A Anac (Agência Nacional de Aviação Civil) informou que vai adiantar a publicação do edital para a próxima terça-feira.
Segundo fontes do setor, a deterioração do caixa da Varig está ligada à inércia do endividamento. Sem possibilidade de obter recursos de financiamento, a Varig não conseguiu obter um empréstimo-ponte do BNDES porque os três investidores interessados em repassar os recursos para a companhia não apresentaram garantias.
Segundo Marcelo Gomes, diretor da consultoria Alvarez & Marsal, reestruturadora da Varig, a antecipação teve o objetivo de acabar com especulações sobre os rumos da companhia. "Não tem sentido esperar um mês para o leilão, o data room [oferta de dados aos interessados] está praticamente pronto, dessa forma é possível definir logo a situação da companhia e acabar com a especulação."
Segundo credores ouvidos pela Folha, a Varig "está no osso" e não tem mais de onde tirar ativos para vender.

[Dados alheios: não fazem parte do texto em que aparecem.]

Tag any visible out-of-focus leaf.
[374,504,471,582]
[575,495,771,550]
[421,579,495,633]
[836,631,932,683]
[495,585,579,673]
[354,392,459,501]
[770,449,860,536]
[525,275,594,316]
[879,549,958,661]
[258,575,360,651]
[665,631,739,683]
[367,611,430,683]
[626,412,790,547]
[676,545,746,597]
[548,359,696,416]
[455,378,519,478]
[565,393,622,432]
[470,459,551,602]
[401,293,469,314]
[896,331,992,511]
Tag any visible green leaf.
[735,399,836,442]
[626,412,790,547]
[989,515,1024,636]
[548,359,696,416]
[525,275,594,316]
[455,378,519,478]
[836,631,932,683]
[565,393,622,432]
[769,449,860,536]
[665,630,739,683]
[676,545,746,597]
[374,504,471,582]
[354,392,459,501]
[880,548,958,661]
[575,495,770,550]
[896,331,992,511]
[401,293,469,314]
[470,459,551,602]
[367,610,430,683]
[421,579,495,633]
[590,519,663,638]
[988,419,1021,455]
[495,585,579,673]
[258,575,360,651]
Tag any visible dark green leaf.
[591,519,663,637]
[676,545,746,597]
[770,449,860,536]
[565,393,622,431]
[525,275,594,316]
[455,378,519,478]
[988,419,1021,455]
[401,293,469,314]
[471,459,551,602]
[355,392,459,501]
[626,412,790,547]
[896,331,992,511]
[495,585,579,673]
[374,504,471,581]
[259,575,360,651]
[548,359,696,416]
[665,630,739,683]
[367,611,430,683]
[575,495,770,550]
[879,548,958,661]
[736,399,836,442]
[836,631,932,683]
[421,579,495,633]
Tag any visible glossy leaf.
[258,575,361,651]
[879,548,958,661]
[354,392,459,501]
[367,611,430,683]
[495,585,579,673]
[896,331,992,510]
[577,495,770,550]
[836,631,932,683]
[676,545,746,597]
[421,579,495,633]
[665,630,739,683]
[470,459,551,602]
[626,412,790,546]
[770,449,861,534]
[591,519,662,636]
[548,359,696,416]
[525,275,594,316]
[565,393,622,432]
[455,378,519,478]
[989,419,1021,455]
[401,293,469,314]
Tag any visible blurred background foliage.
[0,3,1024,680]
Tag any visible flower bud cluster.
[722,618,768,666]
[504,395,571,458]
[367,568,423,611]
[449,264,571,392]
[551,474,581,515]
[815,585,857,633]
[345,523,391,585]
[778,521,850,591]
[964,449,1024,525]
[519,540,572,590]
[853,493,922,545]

Para Gomes, não foi possível obter empréstimo entre os interessados no leilão porque a lista de ativos que serão ofertados não estava pronta, nem o edital. A decisão de antecipar a venda não foi aceita com tanta tranqüilidade. Credores ouvidos pela Folha disseram que a medida é contrária ao que foi aprovado na última assembléia, quando a Varig propôs a apresentação do data room em 30 dias, e o leilão, em 60.
Outro entrave à realização do leilão é o preço mínimo. Existem dois modelos de venda de parte da companhia. No primeiro, será oferecida aos investidores a Varig Operações, que reúne rotas nacionais e internacionais, livre de dívidas, por US$ 860 milhões. No segundo, a Varig Regional, que reúne as rotas domésticas, livre de dívidas, por US$ 700 milhões.
As empresas consideram o valor exagerado para uma empresa com os problemas que a Varig tem -a dívida é de R$ 7,9 bilhões. Em reunião com credores no dia 15, Gomes acenou com a possibilidade de vender a aérea pela melhor oferta, em vez do preço mínimo.
Arresto
Até o leilão, a empresa ainda precisa evitar o arresto de aeronaves em audiência com a Justiça americana no próximo dia 31. Depois que a Bristol conseguiu retomar um Boeing-777 em Nova York, os demais arrendadores pretendem aproveitar a brecha para retomar os aviões. Caso o juiz não se mostre flexível, a Anac vai pedir uma semana para organizar o plano de contingência.
A Folha apurou que a disputa pela Varig deve se concentrar entre empresas de pequeno porte, como OceanAir, BRA e Webjet. As grandes não pretendem se arriscar com lance mínimo tão elevado e esperam conseguir rotas da Varig por meio da distribuição pela Anac.